ISIS Defeated? Calm Down the Hype Pt.2

26/03/2019

I was going to initially write this and the collusion piece (link below) as one piece, but there was enough to cover to warrant separating them, but with the linking factors being the avalanche of headlines swarming our news cycle and the contrast in “sides” taken.

Some major bombshell news has been broken this week in the international arena (no pun intended regarding Syria). The first was Mueller’s report being submitted, with the US Attorney General honing in on the fact no collusion between Trump and Russia has been proven. The second is the claim that ISIS has been defeated in Syria, with headlines heralding the fall of the terror group. Headlines are fanciful creatures, aren’t they?

Syria’s War Won’t End Soon

Syria’s current situation, like much of the Middle East, can be traced back to the fall of the Ottoman Empire after WW1. Since 2011, it has become one of the worst crises in the world, possibly only topped by the conditions in Yemen under the Saudi blockade. But what makes Syria so bizarre is just how convoluted the whole war is.

You have Syria’s ruling regime under Bashar al Assad, who is backed by Russia because their port in Syria is one of their few points into the Mediterranean. They have, for the most part, been a driving force against ISIS and other terror groups in the country, like al Qaeda and al Nusra. Another enemy of ISIS has been the Syrian Democratic Forces, which Robert Fisk (who I would believe more than most about what is taking place in Syria) commented was “in fact mostly Kurdish, many of whose members would prefer not to be thought of as Syrians, and whose ranks never enjoyed a democratic election in their lives”. Add in the US intervention and Turkey’s forays into the conflict and sometimes it is hard to tell who is doing what.

The easiest judgement to make is that the main conflict, between the US and Syria’s government, is nothing more than a proxy war between the US and Russia, just as it has been elsewhere since WW2. This endless battle has nothing to do with ideology, a fight for peace, or anything so thoughtful. It is simply two unbridled superpowers locked in battle over finite resources (although some have argued that if the world collapses into a nuclear war, it’ll be a different trouble duo more likely to cause it). In almost every case today and historically, anywhere the pretexts of religion or ideology is invoked, one can usually trace it back to some material goal. Resources, wealth, and power have always been more important than whether innocent civilians become necessary collateral.

And so, even if ISIS were to be defeated (which Fisk, in his article, is hesitant to say because there are many soldiers still out there, including other extremist groups), we have not seen the end of the Syrian conflict. There are still tensions on three fronts that will undoubtedly continue. The first is the Kurdish struggle for independence in amongst the other fighting. The Kurds seem to have enjoyed favourable ties with the US, but when the US has claimed to be leaving the country, the fear was that either Turkey would destroy the Turkish Kurds trying to secede, or that Syria (with Russian backing) would aid the Kurds but integrate them rather than giving them independence.

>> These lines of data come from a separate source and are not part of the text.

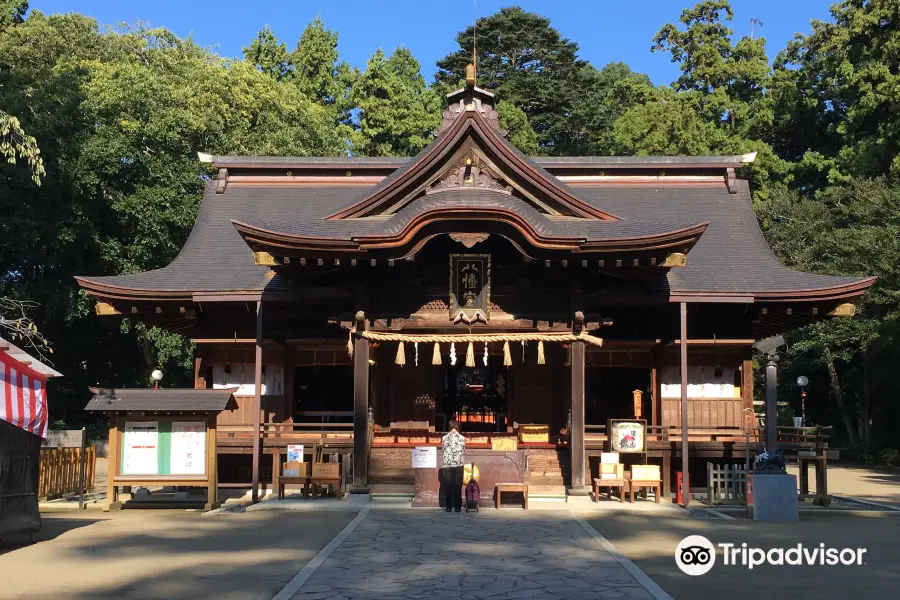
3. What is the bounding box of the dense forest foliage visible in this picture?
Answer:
[0,0,900,448]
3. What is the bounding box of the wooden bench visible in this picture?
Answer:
[494,483,528,510]
[309,462,344,499]
[277,462,309,500]
[594,477,625,502]
[628,465,662,504]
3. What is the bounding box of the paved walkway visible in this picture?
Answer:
[279,509,668,600]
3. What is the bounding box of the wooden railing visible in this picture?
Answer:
[584,425,832,449]
[38,446,97,498]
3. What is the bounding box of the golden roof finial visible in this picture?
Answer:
[466,0,478,87]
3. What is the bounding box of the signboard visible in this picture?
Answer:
[41,429,81,448]
[287,444,303,462]
[607,419,647,454]
[450,254,491,321]
[122,421,159,475]
[169,421,206,475]
[491,438,519,452]
[413,446,437,469]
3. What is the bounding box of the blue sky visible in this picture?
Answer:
[30,0,832,84]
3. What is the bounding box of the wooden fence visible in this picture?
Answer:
[706,463,747,504]
[38,445,97,498]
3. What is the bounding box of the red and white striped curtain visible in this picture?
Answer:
[0,352,48,439]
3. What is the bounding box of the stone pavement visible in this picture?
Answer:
[285,509,668,600]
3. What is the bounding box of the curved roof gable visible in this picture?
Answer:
[328,92,618,221]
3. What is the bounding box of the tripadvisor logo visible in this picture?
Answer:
[675,535,867,575]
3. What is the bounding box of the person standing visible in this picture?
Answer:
[441,421,466,512]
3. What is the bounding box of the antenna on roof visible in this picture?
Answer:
[750,18,763,40]
[466,0,478,87]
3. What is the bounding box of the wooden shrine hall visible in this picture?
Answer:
[78,81,874,499]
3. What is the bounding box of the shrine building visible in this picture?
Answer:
[78,77,874,504]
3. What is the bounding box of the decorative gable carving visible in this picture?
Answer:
[425,153,512,194]
[328,92,617,221]
[438,96,509,137]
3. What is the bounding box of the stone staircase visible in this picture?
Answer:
[525,448,569,497]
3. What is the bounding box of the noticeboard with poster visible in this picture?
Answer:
[119,419,207,476]
[606,419,647,454]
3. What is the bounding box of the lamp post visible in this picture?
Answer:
[797,375,809,427]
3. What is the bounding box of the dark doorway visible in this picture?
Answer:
[438,355,509,431]
[294,365,353,412]
[584,367,650,425]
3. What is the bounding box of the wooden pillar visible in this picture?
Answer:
[103,415,122,512]
[766,350,778,453]
[251,300,262,503]
[203,413,222,510]
[194,346,206,390]
[679,302,691,507]
[650,348,656,428]
[282,344,297,424]
[569,311,588,496]
[350,311,369,494]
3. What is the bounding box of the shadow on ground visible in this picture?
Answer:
[0,510,356,600]
[0,515,101,556]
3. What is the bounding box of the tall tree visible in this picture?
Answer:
[776,0,900,186]
[758,179,900,444]
[353,48,441,156]
[0,11,345,418]
[243,25,292,81]
[0,0,28,31]
[291,17,339,104]
[435,6,592,155]
[610,0,791,199]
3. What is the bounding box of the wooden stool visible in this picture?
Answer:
[278,475,309,500]
[594,477,625,503]
[628,479,662,504]
[494,483,528,510]
[304,477,344,500]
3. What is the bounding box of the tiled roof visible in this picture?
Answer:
[82,181,863,295]
[84,388,237,412]
[234,190,702,245]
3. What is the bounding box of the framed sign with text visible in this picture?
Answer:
[606,419,647,454]
[450,254,491,321]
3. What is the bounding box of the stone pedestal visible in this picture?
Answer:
[753,473,800,521]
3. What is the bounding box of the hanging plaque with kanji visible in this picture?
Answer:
[450,254,491,323]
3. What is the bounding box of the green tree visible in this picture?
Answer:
[353,48,441,156]
[758,179,900,444]
[775,0,900,186]
[291,17,341,104]
[496,100,541,155]
[0,0,28,31]
[243,25,292,81]
[0,11,345,417]
[606,0,792,200]
[435,6,593,155]
[0,110,46,185]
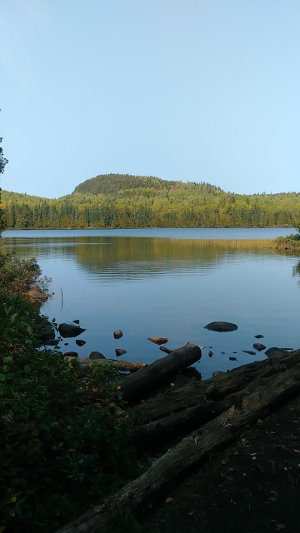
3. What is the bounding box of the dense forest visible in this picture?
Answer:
[2,174,300,229]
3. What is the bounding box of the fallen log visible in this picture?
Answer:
[136,350,300,424]
[58,363,300,533]
[65,356,146,372]
[121,343,202,401]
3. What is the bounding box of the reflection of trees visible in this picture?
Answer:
[3,236,272,279]
[293,261,300,276]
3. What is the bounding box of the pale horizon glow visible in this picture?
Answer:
[0,0,300,198]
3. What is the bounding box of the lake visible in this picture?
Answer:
[3,228,300,378]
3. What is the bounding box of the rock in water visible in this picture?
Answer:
[253,342,266,352]
[265,346,288,358]
[204,322,238,331]
[75,339,86,346]
[148,337,168,345]
[58,322,85,337]
[115,348,127,357]
[89,352,105,359]
[65,352,78,357]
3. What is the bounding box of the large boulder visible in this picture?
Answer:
[58,322,85,338]
[265,346,288,359]
[204,322,238,331]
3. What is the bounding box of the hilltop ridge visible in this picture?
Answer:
[2,174,300,229]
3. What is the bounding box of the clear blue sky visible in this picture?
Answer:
[0,0,300,197]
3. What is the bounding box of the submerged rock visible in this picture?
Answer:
[45,339,59,346]
[265,346,288,357]
[58,322,85,337]
[115,348,127,357]
[148,337,168,345]
[75,339,86,346]
[204,322,238,332]
[253,342,266,352]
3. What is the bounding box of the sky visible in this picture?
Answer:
[0,0,300,198]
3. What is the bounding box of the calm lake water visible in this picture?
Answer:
[3,228,300,377]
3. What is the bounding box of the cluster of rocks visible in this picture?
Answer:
[40,319,292,361]
[204,321,293,361]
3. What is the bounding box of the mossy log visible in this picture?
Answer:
[137,350,300,427]
[66,356,146,372]
[55,363,300,533]
[121,343,202,401]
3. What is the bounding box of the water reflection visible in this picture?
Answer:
[6,230,300,377]
[6,236,273,279]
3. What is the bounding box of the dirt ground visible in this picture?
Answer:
[140,395,300,533]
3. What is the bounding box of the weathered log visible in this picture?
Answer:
[66,357,146,372]
[138,350,300,424]
[58,363,300,533]
[121,343,202,401]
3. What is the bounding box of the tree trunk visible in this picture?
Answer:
[122,343,202,401]
[58,363,300,533]
[66,356,146,372]
[138,350,300,424]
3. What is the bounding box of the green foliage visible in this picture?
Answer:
[0,256,135,533]
[0,132,8,233]
[0,252,41,294]
[3,174,300,229]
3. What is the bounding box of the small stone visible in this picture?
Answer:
[89,352,105,359]
[75,339,86,346]
[65,352,78,357]
[46,339,59,346]
[58,322,85,337]
[148,337,168,345]
[265,346,288,358]
[204,322,238,332]
[253,342,266,352]
[115,348,127,357]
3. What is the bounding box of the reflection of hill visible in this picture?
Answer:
[3,236,273,279]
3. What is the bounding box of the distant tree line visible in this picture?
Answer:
[2,174,300,229]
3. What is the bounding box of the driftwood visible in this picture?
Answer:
[65,356,146,372]
[55,358,300,533]
[121,343,202,401]
[137,350,300,427]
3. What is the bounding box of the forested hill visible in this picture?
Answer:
[73,174,221,194]
[2,174,300,229]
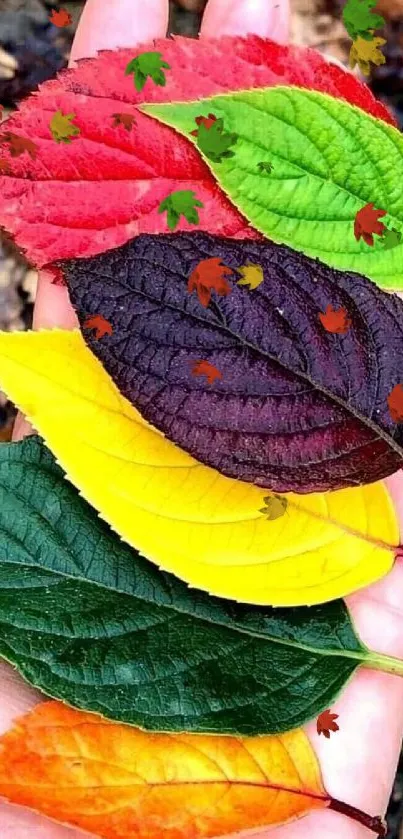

On the southern front, the Golan Heights – home to, surprise surprise, some large oil and gas reserves – has made its way back into the news. Trump has announced that the US officially recognises the Golan Heights as a part of Israel. In reality, the Golan Heights is a part of Syria that has been occupied by Israel for many years, and where US company Genie Energy has major investments. The US’ acceptance of this is not surprising when you consider names like Dick Cheney and Rupert Murdoch make up part of Genie’s strategic advisory board.

I doubt that Syria looks at this announcement cheerily, however, and tensions across the borders have spiked with accusations of an Iranian presence in Syria. If this escalates, retaliation from Syria or Israel could be guaranteed.

Lastly, the obvious issue is the US’ rivalry with the Syrian government itself. Toppling Assad to insert a more US-friendly regime has been in the pipeline since 2006, and the Arab Spring in 2011 was the perfect time to create chaos – it worked in Libya but hit a roadblock in Syria. The US do not appreciate Russian influence in the region, although their official platform is feeling bad for those poor Syrians under a brutal dictator. Nothing says freedom and compassion like committing war crimes and planning to prop up a government with a different shade of dictator.

So whether it’s a conflict involving Kurdish independence, Israeli encroachment in the Golan Heights, or simply the continuance of the US-Russia proxy war, Syria is no where near a peaceful resolution. Not to mention that ISIS is not entirely defeated yet. The US media, for all of their hatred of Trump, happily toe the line when it comes to imperialist policies, including Syria. It still strikes me as odd that people see Trump as a Russian puppet when his administration has clearly antagonised Russia more than any other presidency.